SINGAPORE - Israeli director Evgeny Ruman will be here tomorrow to open his critically acclaimed film, Igor And The Cranes' Journey - an adaptation of a popular Israeli children's book - at the 21st Israel Film Festival.
The 33-year-old speaks to My Paper on why he chose to focus on this tender story of an estranged father and son who are brought together as they trace the migratory journey of a family of birds.
How did you end up becoming a film-maker?
When I was 15 or 16, I saw Stanley Kubrick's The Clockwork Orange on TV. It was like nothing I'd seen before.
That was the moment I discovered my fascination with cinema. Later on, when I was studying in film school, I understood that...every film is a different world, a different life. As a film director, you have an opportunity to create multiple worlds and to live multiple lives, it's like a miracle for me.

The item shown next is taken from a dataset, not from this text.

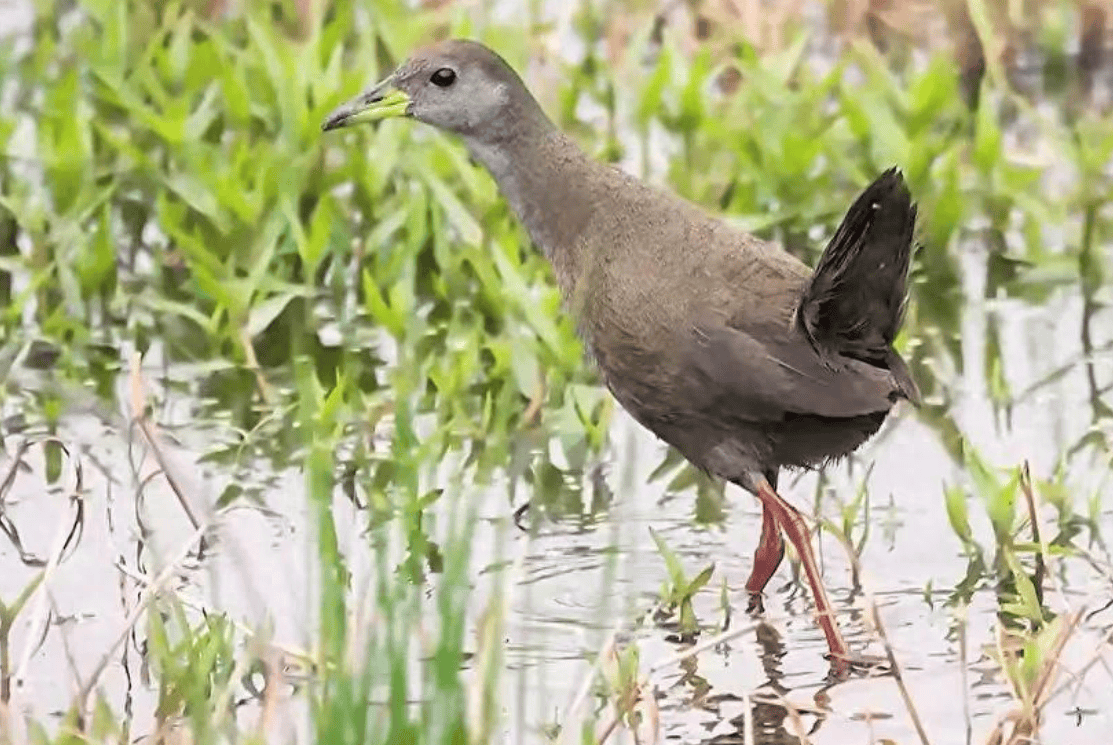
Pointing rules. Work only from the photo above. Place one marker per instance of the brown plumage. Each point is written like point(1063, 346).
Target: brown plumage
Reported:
point(724, 345)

What inspired you to take on Igor And The Cranes' Journey?
I was born in the then Soviet Union (now Belarus) and emigrated to Israel with my parents when I was 11, just like Igor in the film, who moves at that age from Russia to Israel.
So many emotional components of our stories are similar, and I felt a strong personal connection to the main protagonist and his journey.
It is my first feature film, and it was important for me to direct a film about something I have personal experience with.